Les poissons peuvent avoir faim
L’une des raisons pour lesquelles cette vague de chaleur est si importante est que ces mers stratifiées sur le plateau continental autour de la Grande-Bretagne et de l’Irlande sont parmi les plus biologiquement productives de la planète. Ils ont longtemps été une zone importante pour la pêche à la morue, à l’églefin, au maquereau et à d’autres espèces. Ces poissons mangent des poissons et des crustacés plus petits, qui à leur tour se nourrissent de plantes microscopiques appelées plancton.
À cette période de l’année, ces planctons dépendent des nutriments mélangés des eaux profondes à la couche de surface. Cependant, cette année, cet apport en nutriments pourrait être diminué, car la température de surface très élevée signifie qu’il est probable qu’il y ait stratification plus forte et moins de mélange.
Une vague de chaleur à la surface pourrait également nuire à l’océan plus profond et aux poissons qui y vivent. Ces mers du plateau continental souffrent déjà d’un diminution de l’oxygène en eau profonde, qui est en partie compensée par le mélange d’eau riche en oxygène de la surface. Cependant, le fait que les températures de surface soient si élevées indique un manque de mélange entre les couches et, de toute façon, une eau plus chaude contient moins d’oxygène.
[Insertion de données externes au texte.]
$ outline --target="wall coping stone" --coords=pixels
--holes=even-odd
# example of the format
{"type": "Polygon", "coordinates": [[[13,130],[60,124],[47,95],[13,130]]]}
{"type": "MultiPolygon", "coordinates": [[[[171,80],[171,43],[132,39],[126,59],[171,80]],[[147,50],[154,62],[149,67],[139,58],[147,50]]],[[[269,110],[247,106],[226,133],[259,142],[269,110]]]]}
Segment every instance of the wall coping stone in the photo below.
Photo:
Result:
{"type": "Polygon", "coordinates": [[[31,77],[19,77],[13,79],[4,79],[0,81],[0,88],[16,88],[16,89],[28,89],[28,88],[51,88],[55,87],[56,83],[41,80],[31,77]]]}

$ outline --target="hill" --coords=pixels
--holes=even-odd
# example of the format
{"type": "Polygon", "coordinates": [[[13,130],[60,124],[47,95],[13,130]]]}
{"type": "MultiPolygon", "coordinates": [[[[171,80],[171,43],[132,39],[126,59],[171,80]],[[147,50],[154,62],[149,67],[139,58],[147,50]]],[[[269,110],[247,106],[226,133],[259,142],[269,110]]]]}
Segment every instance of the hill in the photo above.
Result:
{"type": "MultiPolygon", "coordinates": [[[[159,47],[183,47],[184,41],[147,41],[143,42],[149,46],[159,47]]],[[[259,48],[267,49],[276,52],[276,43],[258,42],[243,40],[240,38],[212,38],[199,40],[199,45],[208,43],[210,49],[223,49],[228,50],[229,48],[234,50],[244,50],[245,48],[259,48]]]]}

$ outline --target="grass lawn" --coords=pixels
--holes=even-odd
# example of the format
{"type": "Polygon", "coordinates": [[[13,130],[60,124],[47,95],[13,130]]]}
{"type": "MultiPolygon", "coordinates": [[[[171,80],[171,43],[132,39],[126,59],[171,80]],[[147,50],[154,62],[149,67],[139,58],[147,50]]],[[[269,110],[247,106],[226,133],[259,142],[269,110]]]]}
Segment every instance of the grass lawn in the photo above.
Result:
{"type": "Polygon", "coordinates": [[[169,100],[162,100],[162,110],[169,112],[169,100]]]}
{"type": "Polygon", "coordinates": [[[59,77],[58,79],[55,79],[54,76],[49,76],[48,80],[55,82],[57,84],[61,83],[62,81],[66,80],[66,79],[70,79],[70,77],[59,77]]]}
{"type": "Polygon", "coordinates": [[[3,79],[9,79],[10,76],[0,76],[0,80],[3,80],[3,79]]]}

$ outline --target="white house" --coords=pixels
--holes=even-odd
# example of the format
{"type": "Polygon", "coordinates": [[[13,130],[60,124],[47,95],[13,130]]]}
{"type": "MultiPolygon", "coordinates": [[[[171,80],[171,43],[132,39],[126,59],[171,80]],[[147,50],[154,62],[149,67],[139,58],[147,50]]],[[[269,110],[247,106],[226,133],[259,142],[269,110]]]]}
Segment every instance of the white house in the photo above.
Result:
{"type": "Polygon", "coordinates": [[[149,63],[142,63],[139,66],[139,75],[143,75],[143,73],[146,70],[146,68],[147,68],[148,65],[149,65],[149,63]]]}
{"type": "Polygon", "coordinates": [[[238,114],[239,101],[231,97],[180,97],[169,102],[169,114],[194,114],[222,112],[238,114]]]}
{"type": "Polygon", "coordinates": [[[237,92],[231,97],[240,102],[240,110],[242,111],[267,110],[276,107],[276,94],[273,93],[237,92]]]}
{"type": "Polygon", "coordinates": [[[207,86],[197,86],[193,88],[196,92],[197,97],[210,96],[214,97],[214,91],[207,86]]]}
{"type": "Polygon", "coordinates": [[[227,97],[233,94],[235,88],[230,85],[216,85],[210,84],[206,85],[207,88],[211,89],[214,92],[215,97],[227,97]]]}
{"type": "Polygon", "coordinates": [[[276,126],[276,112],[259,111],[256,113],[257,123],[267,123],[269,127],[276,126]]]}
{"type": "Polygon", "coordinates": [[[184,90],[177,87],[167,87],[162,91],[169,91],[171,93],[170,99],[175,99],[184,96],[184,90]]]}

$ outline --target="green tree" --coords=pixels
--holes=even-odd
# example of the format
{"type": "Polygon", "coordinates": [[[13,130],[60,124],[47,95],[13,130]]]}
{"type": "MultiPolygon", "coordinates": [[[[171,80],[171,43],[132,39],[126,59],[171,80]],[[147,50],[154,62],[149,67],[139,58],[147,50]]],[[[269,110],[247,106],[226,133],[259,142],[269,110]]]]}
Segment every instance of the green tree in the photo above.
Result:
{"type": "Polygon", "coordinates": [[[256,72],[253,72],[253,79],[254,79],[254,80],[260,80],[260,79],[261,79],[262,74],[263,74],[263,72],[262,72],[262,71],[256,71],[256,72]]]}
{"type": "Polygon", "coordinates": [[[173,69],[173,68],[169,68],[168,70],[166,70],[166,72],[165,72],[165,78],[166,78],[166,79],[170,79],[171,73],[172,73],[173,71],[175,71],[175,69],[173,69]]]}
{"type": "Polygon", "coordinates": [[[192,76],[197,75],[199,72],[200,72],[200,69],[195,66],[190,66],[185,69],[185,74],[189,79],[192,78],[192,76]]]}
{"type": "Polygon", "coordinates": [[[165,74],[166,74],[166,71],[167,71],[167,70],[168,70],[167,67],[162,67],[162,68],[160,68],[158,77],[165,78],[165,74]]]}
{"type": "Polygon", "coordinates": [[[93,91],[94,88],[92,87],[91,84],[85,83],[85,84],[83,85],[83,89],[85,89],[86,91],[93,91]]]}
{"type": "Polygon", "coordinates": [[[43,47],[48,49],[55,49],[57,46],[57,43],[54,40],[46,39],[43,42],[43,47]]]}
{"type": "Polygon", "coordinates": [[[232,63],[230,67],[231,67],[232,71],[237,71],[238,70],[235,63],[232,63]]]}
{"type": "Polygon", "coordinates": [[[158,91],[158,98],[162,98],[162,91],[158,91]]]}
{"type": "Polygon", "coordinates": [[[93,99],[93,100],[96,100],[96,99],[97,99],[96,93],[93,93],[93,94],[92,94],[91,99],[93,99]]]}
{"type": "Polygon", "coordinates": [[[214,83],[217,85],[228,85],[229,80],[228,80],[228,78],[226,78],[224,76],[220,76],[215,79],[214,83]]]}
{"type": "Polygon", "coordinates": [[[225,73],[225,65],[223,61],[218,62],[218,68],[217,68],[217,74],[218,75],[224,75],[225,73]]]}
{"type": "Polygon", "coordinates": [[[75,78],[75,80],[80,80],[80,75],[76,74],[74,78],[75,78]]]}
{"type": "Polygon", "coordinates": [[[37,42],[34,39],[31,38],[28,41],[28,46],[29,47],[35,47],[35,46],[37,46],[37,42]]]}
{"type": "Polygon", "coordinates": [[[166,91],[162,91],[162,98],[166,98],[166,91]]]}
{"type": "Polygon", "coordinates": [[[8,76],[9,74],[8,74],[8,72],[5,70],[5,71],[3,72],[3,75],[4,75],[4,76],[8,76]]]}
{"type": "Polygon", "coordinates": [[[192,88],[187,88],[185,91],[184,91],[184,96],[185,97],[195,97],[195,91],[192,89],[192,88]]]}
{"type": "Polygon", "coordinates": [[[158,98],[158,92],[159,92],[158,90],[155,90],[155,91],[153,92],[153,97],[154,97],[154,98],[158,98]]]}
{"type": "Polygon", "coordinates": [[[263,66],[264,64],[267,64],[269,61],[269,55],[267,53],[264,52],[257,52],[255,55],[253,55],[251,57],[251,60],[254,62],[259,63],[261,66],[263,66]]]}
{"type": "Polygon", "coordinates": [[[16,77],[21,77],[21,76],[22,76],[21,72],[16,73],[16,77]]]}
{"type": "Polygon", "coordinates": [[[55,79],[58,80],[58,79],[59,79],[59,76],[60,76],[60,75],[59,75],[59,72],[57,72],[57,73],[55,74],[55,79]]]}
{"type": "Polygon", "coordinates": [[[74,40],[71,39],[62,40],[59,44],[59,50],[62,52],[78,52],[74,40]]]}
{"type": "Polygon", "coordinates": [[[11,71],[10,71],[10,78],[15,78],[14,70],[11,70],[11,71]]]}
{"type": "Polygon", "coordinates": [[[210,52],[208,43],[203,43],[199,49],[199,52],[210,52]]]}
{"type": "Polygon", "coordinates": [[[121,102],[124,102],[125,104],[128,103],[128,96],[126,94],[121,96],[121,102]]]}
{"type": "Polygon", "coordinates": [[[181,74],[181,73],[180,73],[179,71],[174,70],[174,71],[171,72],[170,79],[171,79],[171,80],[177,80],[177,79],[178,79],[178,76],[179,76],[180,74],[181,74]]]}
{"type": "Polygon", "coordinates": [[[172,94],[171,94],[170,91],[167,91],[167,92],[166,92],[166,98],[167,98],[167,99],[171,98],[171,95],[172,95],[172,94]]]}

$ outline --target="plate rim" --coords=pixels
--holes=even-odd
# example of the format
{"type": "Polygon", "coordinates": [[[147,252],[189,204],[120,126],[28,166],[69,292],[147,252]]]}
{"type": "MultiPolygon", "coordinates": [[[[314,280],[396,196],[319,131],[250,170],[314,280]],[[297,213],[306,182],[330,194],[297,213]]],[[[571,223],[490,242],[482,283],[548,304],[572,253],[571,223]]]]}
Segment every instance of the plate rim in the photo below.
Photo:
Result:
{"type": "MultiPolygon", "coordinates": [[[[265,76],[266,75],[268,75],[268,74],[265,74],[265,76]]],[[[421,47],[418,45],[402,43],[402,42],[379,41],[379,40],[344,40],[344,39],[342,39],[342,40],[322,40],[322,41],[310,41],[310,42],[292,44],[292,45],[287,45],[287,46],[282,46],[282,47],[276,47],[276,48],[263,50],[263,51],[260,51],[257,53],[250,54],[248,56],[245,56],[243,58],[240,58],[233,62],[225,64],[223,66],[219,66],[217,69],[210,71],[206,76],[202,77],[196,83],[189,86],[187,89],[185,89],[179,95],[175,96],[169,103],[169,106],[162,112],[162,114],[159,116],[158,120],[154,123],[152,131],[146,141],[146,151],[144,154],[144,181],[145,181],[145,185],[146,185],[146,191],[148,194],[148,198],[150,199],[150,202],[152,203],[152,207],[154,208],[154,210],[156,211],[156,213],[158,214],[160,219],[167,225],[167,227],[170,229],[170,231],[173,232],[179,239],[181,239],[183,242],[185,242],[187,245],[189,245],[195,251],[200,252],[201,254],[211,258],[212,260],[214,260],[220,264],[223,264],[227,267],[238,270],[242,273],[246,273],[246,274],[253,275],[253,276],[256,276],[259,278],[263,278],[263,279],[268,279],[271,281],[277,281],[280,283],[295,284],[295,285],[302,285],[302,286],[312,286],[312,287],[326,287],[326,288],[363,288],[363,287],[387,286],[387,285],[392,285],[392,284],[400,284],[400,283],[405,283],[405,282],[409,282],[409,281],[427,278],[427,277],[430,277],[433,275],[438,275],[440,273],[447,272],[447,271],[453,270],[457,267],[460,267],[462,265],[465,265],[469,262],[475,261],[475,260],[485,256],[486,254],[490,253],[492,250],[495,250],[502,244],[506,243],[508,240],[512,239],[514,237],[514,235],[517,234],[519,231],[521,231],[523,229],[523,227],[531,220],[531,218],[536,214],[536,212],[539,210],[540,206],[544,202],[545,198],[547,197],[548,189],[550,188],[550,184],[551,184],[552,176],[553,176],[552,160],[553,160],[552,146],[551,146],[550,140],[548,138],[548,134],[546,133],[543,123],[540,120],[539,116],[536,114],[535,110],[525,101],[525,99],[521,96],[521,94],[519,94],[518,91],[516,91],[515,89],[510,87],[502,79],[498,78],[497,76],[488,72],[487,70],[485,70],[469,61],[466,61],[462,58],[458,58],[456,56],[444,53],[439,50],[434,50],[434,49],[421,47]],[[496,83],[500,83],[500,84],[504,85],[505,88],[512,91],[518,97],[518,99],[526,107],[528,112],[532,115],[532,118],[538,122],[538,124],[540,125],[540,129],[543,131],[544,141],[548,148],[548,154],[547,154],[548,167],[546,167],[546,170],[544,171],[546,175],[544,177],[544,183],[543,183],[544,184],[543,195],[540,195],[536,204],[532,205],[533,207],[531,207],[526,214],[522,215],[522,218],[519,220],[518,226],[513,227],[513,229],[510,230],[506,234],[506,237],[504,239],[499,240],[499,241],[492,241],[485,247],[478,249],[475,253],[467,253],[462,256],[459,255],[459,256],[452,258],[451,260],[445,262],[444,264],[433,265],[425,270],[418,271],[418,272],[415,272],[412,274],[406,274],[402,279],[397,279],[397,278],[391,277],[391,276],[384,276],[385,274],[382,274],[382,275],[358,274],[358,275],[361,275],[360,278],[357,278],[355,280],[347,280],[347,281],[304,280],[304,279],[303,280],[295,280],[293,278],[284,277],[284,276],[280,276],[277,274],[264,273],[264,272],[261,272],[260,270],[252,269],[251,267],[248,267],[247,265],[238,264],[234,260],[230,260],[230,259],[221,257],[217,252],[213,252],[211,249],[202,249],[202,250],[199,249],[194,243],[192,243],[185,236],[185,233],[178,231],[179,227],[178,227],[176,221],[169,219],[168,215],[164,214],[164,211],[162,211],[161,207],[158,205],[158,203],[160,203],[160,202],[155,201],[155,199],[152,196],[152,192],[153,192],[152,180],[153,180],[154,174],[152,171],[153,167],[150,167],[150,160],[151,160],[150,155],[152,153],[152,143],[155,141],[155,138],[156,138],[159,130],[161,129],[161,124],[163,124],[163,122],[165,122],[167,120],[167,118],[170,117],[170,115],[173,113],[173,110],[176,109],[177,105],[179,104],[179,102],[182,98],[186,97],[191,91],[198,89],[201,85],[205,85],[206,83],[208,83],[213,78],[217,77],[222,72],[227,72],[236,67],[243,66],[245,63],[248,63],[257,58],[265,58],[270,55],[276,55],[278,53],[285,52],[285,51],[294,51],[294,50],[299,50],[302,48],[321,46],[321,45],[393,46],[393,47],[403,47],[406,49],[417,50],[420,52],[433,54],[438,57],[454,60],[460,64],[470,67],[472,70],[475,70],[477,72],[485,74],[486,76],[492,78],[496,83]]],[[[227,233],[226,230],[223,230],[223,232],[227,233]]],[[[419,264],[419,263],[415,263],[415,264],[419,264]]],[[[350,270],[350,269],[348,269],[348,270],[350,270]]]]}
A une échelle de temps un peu plus longue, on sait déjà que le changement climatique est affectant ces mers. Certaines espèces de poissons d’eau chaude apparaissent dans les eaux britanniques par exemple, et les cycles de reproduction des poissons indigènes et ceux du plancton dont ils se nourrissent ne sont plus parfaitement synchronisés. Cette vague de chaleur extrême peut être le signe de nouveaux changements à venir.